L’uomo sospira, scuote piano la testa, sospira.
- Vuole dirci qualcosa?
- Lasci perdere, Capitano, procediamo.
- Signore, il rinnegato ha diritto a una difesa prima di …
- Capitano – ringhio, poi un bisbiglio – Ti ricordo che sono stato convocato al Consiglio per la morte del dottor Marasmat. Sbrighiamoci.
- No!
- Cosa? – lei, stupita.
- Cosa? – lui, rabbioso.
- Aspettate! – ordina la donna, forse a qualche miliziano che tenta di farlo tacere, così l’uomo trova un ultimo slancio.
- Per favore, è proprio lui il medico.
- Di che farnetichi, vecchio? Veloce, non ho tempo. Abbiamo il modulo della tua Previdenza. Lo hai compilato come tutti i sessantenni dello Stato. Hai indicato la data in cui essere soppresso o suicidarti, per non pesare sulla società – il ringhio si avvicina e diventa alito che sa di chimico, di qualcosa di pungente.
Come i gas, pensa l’uomo.
- Sissignore – spiega, lento, abbassando il volto al suolo per sottrarsi a quella sensazione – Ho scritto che decidevo di morire una settimana fa. Ma poi ho cambiato idea.
- Non risulta – sbuffa “Ringhio”.
- E’ previsto dal Regolamento – ancora lei, calda, quasi materna.
- Capitano, non mi dica cose che so. Mi spieghi, allora, come mai, qui, nel nostro modulo, vede, non risulta. Sa bene che il medico curante deve inoltrare la Volontà di Decesso. Ed eccola qui, nel database.
Pausa.
- Manca il modulo di disdetta – mormora lei.

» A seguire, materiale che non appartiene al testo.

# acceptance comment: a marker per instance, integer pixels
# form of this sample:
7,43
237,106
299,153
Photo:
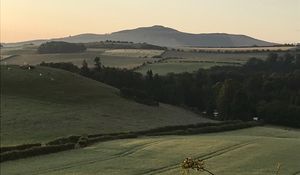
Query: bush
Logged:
65,140
139,96
19,147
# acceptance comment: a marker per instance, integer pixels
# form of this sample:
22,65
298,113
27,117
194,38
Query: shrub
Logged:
19,147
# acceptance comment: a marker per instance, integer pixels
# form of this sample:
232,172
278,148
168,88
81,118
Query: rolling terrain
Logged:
163,36
243,152
44,103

- Appunto – “Ringhio” sembra ridere.
- Aspettate – l’uomo alza il volto, cercando un odore della donna negli occhi bruciati – Il mio medico è il dottor Marasmat, chiedete a lui perché non vi ha inviato anche la mia disdetta.
Passi, intorno, sopra il buio. Sussurri.
Poi, “Ringhio”, le sue chimiche zaffate.
- Il dottor Marasmat era uno stimato medico. Un professionista di rispetto. Non può avere commesso un errore così grave.
- Era?
La domanda dell’uomo rimane sospesa nell’aria.

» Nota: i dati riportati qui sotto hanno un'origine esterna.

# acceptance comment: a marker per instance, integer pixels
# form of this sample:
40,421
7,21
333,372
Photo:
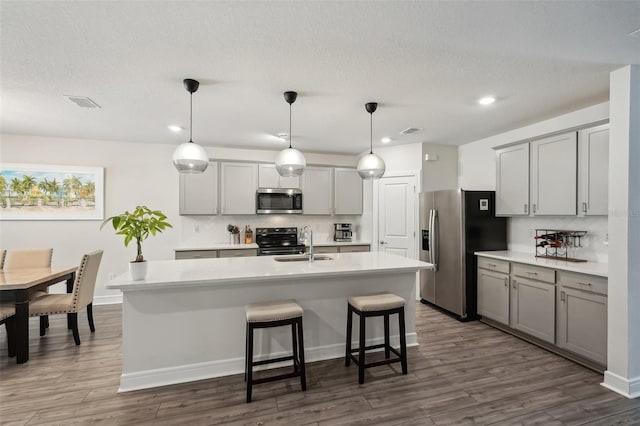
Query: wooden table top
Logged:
26,278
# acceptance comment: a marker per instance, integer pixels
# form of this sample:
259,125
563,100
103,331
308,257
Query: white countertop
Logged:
225,271
227,246
590,268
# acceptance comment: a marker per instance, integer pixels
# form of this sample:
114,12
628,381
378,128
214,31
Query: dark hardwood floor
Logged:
461,374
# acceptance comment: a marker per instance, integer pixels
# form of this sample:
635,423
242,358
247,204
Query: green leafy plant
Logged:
138,225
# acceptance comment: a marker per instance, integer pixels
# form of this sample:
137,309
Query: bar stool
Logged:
275,314
375,305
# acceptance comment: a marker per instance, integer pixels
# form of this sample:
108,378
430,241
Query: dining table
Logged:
22,284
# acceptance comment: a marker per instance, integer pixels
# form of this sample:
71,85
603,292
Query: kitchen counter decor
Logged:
556,244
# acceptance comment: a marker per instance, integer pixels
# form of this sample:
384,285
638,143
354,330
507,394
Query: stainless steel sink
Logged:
303,258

- Per evitare questi errori, lo sa, è previsto che il modulo di disdetta sia spedito in automatico dopo tre giorni dalla compilazione.
Finalmente l’uomo la avverte. La voce della donna è vicina, china al suo livello. Ha un odore di umido, di sudato e, sotto, di qualcosa che sembra.

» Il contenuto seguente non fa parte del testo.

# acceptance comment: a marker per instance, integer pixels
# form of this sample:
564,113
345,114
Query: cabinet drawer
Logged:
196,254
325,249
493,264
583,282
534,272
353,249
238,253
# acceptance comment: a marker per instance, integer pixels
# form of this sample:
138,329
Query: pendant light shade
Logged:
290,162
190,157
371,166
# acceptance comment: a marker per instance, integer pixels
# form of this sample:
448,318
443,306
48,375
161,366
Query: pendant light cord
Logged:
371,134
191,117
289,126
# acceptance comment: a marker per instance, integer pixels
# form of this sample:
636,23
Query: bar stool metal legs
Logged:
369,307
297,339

- Ma che fa, sorride? – “Ringhio” – Ci prende in giro?
L’uomo ha trascorso quarant’anni di vita a produrre latte. Latte biologico. La sua colazione, la sua cena, ogni giorno, prima che il Governo decidesse di sospenderlo a favore di quello liofilizzato.
- Ci prende in giro? – ripete “Ringhio”, più vicino.
Lui non può smettere di sorridere. La donna ha un segreto. Un segreto di latte. E di umidità nascoste. La donna sta allattando nei sotterranei dell’Aposa.
- Oh … - avverte l’odore di lei che si allontana, rapido, e sa che lei ha compreso. Sa di avere ragione.  
- Io, Maresciallo Capo della Milizia di Bonomia …
- Aspetti.
- Capitano, si tolga da lì.
- Amentore, no – la voce di lei è affanno – Dobbiamo verificare. Perché il modulo non è partito? Forse Marasmat lo ha distrutto.
- Come osi, Capitano! Offendere così la memoria del marito del Giudice Grazia Marasmat! L’onore di un uomo appena morto! – “Ringhio” è un’esplosione che brucia ogni altro respiro.
L’uomo si piega sull’asfalto, rassegnato. Del resto lo è da due giorni, da quando è giunta la mail della Milizia con richiesta di spiegazioni sul suo mancato decesso e con l’accusa di essere un “rinnegato”. Il timbro dell’infame che inganna la società.
Questo è accaduto tre ore dopo l’ultimo bacio di sua moglie. Prima che lei si lasciasse andare al tumore.
- Per essersi sottratto alla dichiarazione di morire nel giorno concordato con il suo medico curante, io, Maresciallo Capo della Milizia di Bonomia, l’accuso di avere sottratto, con l’inganno, energie preziosa alla società.
C’è un bambino nei sotterranei di Bonomia, pensa il rinnegato, sopra la sentenza di “Ringhio”.  Un bambino nascosto che beve latte.
- Sono costretto a ristabilire l’ordine del nostro Stato, condannandola a morte con esecuzione immediata.
L’uomo è in posizione fetale sull’asfalto.
Attende la scarica e il nulla.
Tra un istante sarà tutto finito.
Ma in un istante c’è ancora tempo di immaginare il perfetto ordine sociale che si sfalda. Perché a Bonomia si sta consumando il sacrilegio.
Un bambino cresce nei sotterranei del Fiume Sacro, nascosto dal Capitano della Milizia.   
In un istante c’è ancora tempo di sorridere.